And "the Right Thing" being "respect the principle of the rule of law even if I find the law in question repugnant" or "respect the principles of justice as best as I individually determine them ignoring any considerations of the value of rule of law"?
(Note: my natural inclination is to favor nullification of the drug laws. But once I got thinking about it, well, hence my asking my fellow aspiring rationalists for advice)
Because you are asking for concrete advice about a real life problem, I am going address your question in the somewhat convenient world we happen to live in, and note that the Supreme Court has upheld jury nullification, and so if you decide to acquit because the law is invalid, you are acting within the rule of law.
I am trying to stay away from mind killing territory as much as possible, and so won't comment on the less convenient world where jury nullification is explicitly illegal.
I've been sort of banging my head on this issue (I have jury duty next week (first time)).
The obvious possibility is what if I get put on a drug use case?

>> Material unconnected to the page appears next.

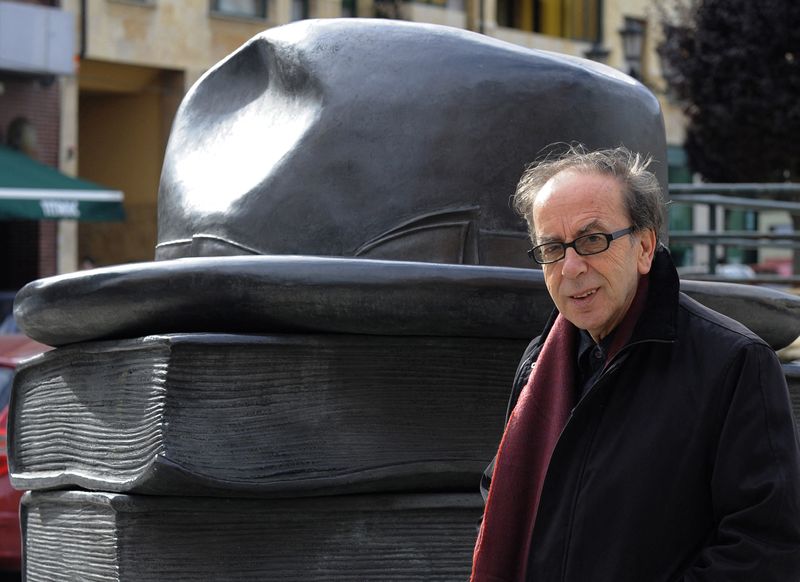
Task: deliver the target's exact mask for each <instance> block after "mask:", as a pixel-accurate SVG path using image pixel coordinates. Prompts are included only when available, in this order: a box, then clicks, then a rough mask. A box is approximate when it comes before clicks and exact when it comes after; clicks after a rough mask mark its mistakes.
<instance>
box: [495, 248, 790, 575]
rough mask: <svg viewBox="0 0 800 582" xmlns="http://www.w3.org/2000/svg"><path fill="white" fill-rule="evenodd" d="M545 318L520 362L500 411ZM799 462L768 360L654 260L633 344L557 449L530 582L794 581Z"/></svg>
mask: <svg viewBox="0 0 800 582" xmlns="http://www.w3.org/2000/svg"><path fill="white" fill-rule="evenodd" d="M554 319H555V317H553V318H552V319H551V321H550V323H549V324H548V325H547V326H546V328H545V331H544V333H543V334H542V336H540V337H539V338H537V339H535V340H534V341H533V342H532V343H531V345H530V346H529V348H528V350H527V351H526V354H525V356H523V360H522V363H521V364H520V367H519V369H518V371H517V378H516V380H515V384H514V389H513V392H512V396H511V401H510V404H509V410H511V408H513V406H514V404H515V403H516V399H517V397H518V396H519V391H520V390H521V389H522V387H523V386H524V385H525V383H526V381H527V378H528V375H529V374H530V368H531V362H532V361H535V359H536V357H537V356H538V353H539V350H540V349H541V346H542V344H543V342H544V338H545V337H546V336H547V333H548V332H549V330H550V328H551V326H552V322H553V320H554ZM799 451H800V446H798V435H797V432H796V428H795V424H794V420H793V417H792V411H791V406H790V403H789V395H788V389H787V387H786V381H785V378H784V375H783V372H782V370H781V366H780V363H779V361H778V359H777V357H776V355H775V353H774V351H773V350H772V349H770V347H769V346H768V345H767V344H765V343H764V342H763V341H762V340H761V339H759V338H758V337H757V336H756V335H754V334H753V333H752V332H750V331H749V330H748V329H746V328H745V327H743V326H742V325H740V324H738V323H737V322H735V321H733V320H731V319H729V318H727V317H725V316H723V315H720V314H718V313H716V312H714V311H712V310H710V309H707V308H706V307H703V306H702V305H700V304H699V303H697V302H695V301H694V300H692V299H690V298H689V297H687V296H685V295H683V294H682V293H679V282H678V276H677V273H676V272H675V268H674V266H673V265H672V262H671V260H670V258H669V256H668V254H667V253H666V252H665V251H660V252H659V253H657V254H656V259H655V261H654V264H653V269H652V270H651V274H650V290H649V295H648V300H647V306H646V308H645V311H644V313H643V315H642V317H641V318H640V320H639V322H638V323H637V326H636V328H635V330H634V332H633V336H632V338H631V340H630V342H629V343H628V344H627V345H626V346H625V347H624V348H623V349H622V350H620V352H619V353H618V354H617V355H616V356H615V357H614V359H613V360H612V361H611V362H609V363H608V366H607V368H606V370H605V371H604V372H603V374H602V375H601V376H600V378H599V379H598V380H597V381H596V383H595V384H594V385H593V386H592V387H591V388H590V389H588V390H587V392H586V394H585V396H584V397H583V398H582V400H581V401H580V402H579V403H578V404H577V406H576V407H575V408H574V409H573V411H572V414H571V416H570V418H569V420H568V422H567V425H566V427H565V428H564V430H563V431H562V433H561V436H560V437H559V440H558V443H557V445H556V448H555V451H554V453H553V457H552V459H551V462H550V465H549V468H548V472H547V477H546V479H545V483H544V487H543V491H542V496H541V502H540V505H539V511H538V514H537V518H536V523H535V525H534V532H533V541H532V544H531V552H530V560H529V567H528V572H529V575H528V579H529V580H531V581H534V582H551V581H552V582H555V581H559V582H561V581H564V582H625V581H630V582H662V581H663V582H672V581H698V582H699V581H704V582H705V581H709V582H711V581H714V582H723V581H724V582H737V581H742V582H745V581H746V582H772V581H775V582H797V581H798V580H800V452H799ZM492 467H493V465H490V467H489V469H487V474H486V477H485V479H484V483H483V489H484V493H486V490H487V488H488V486H489V484H490V479H491V469H492Z"/></svg>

The obvious injustices of the anti-drug laws are well known, and I know of the concept of nullification, but I'm bouncing back and forth as to its validity.
Some of my thoughts on this:
Thought 1: Just decide if they did it or didn't do it.
Thought 2: But can I ethically bring myself to declare guilty (and thus result in potential serious punishment) someone that really didn't actually do anything wrong? ie, to support a seriously unjust law?
Thought 3: (and here's where TDT style issues come in) On the other hand, the algorithm "if jury member, don't convict if I don't like a particular law" seems to be in general a potentially really really bad algorithm. (ie, one obvious failure mode for that algorithm would be homophobic juries that refuse to convict on hate crimes against gays)
Thought 4: Generally, those sorts of people tend to not be serious rationalists. Reasoning as if I can expect correlations among our decision algorithms seems questionable.
Thought 5: Really? Really? If I wanted to start making excuses like that, I could probably whenever I feel like construct a reference class for which I am the sole member. Thought 4 style reasoning seems itself to potentially be shaky.
So, basically I'm smart enough to have the above sequence of thoughts, but not smart enough to actually resolve it. What is a rationalist to do? (In other words, any help with untangling my thoughts on this so that I can figure out if I should go by the rule of "nullify if appropriate" or "nullification is bad, period, even if the law in question is hateful" would be greatly appreciated.)